Since the whole social media video incident in 2017, I feel that Zendaya has taken the appropriate steps to help better validate her authenticity. It's gotten too well, in my opinion, that her personality during interviews and her online presence has bled together into this type of formal/informal way of living.



A/A* extension work

Read this academic history of celebrity culture and social contexts. How much can we find that is relevant to the kind of celebrity persona Zendaya has created? 

Precisely because celebrity was still a novel experience in the nineteenth century, the writers who were its first beneficiaries (or perhaps, its first victims) explicitly wrestled with these anxieties. Spurgin notes that by the time he wrote Nicholas Nickleby, Dickens had “begun to suspect that celebrity will rob him of his dignity,” which is why his books often included characters who exemplified what Spurgin terms “the humiliations of fandom and celebrity.” What Dickens hoped for, instead, was lasting fame based on actual accomplishment. (#AchievementUnlocked, we might fairly say now.)

The severing of notoriety from accomplishment is what made this kind of fame suspicious in the eyes of other nineteenth century artists, too. “Once one becomes a celebrity, from whatever field, then one’s membership in that field is less relevant than one’s status as celebrity,” Nicholas Dames writes in “Brushes with Fame: Thackeray and the Work of Celebrity.” Dames argues that the emergent “dynamics of celebrity” form a central preoccupation of Thackeray’s work, “whereby the celebrity is at once exalted and punctured, and whereby the machinery of publicity that creates celebrities is at once targeted as an ill and exploited as a tool.” Dividing the universe of notables into “good” and “bad” celebrities thus gave both the public and elites of the nineteenth century a way to quarantine their anxieties about celebrity itself. Today, a similar dynamic is at work in the way we perceive newly minted online celebrities and influencers.

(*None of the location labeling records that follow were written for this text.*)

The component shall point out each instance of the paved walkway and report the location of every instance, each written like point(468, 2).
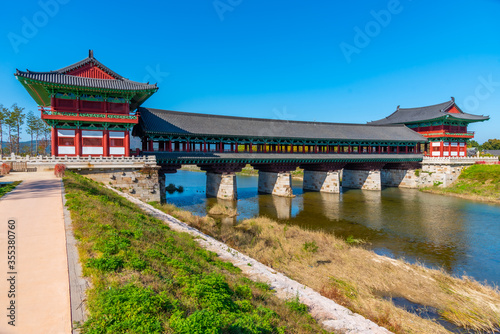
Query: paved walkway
point(42, 288)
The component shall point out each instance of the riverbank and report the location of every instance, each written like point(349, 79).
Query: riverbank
point(147, 278)
point(478, 182)
point(355, 277)
point(6, 188)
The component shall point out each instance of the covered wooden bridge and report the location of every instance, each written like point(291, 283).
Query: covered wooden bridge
point(223, 145)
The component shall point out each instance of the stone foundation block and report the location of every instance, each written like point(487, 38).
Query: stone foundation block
point(279, 184)
point(222, 186)
point(362, 179)
point(399, 178)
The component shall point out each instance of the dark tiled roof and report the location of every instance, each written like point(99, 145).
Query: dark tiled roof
point(156, 121)
point(62, 77)
point(411, 115)
point(89, 60)
point(71, 80)
point(492, 152)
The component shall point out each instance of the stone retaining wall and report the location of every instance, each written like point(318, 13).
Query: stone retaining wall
point(142, 184)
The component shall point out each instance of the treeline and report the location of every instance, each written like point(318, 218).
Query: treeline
point(12, 121)
point(490, 144)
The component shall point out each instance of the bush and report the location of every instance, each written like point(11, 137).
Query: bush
point(59, 170)
point(4, 169)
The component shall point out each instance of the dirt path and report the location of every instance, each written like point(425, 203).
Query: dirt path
point(42, 300)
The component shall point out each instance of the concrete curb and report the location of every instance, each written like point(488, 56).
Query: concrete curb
point(77, 284)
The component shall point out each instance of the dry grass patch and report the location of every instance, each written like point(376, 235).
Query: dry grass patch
point(358, 278)
point(223, 210)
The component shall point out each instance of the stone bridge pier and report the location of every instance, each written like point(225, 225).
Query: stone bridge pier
point(401, 175)
point(366, 176)
point(221, 180)
point(322, 177)
point(275, 178)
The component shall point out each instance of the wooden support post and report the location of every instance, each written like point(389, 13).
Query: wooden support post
point(127, 143)
point(53, 141)
point(105, 143)
point(78, 142)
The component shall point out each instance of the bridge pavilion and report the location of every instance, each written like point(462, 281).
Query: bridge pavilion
point(444, 124)
point(223, 145)
point(90, 108)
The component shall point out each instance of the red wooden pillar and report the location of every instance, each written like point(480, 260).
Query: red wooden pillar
point(53, 143)
point(105, 143)
point(78, 142)
point(127, 143)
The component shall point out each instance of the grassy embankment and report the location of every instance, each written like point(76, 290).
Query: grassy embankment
point(5, 188)
point(355, 277)
point(479, 182)
point(146, 278)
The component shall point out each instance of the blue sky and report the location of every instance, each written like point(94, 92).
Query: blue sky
point(326, 61)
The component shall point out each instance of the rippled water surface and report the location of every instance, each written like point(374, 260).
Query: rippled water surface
point(461, 236)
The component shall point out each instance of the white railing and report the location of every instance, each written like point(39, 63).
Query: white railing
point(79, 159)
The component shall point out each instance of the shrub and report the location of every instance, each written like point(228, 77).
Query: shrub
point(4, 169)
point(310, 247)
point(59, 170)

Joshua Gamson differentiates between using the internet as “a launching pad for performers who manage to build an audience online that they then use to break into the off-line entertainment world” and internet-specific forms of celebrity like “the anti-celebrity, a collective in-joke, in which the most unlikely candidate becomes the most celebrated,” or “the self-made, do-it-yourself celebrity, who has pursued fame outside, despite and sometimes in opposition to the established celebrity system.” And Elaine Reprogle speculates that criticism of cancer bloggers stems from squeamishness about how much non-famous people should share online, and wonders whether “the expectations for maintaining ‘privacy’ [are] actually stricter for people who are not famous.”

How does the construction of Zendaya's online presence reflect the social and cultural changes of the last 10 years?

To me, Zendaya's online presence reminds me of the "anti-celebrity" character, as through her chill/no stress attitude, she ends up being as Joshua Gamson says "the most celebrated, the self-made, do-it-yourself celebrity, who has pursued fame outside, despite and sometimes in opposition to the established celebrity system.”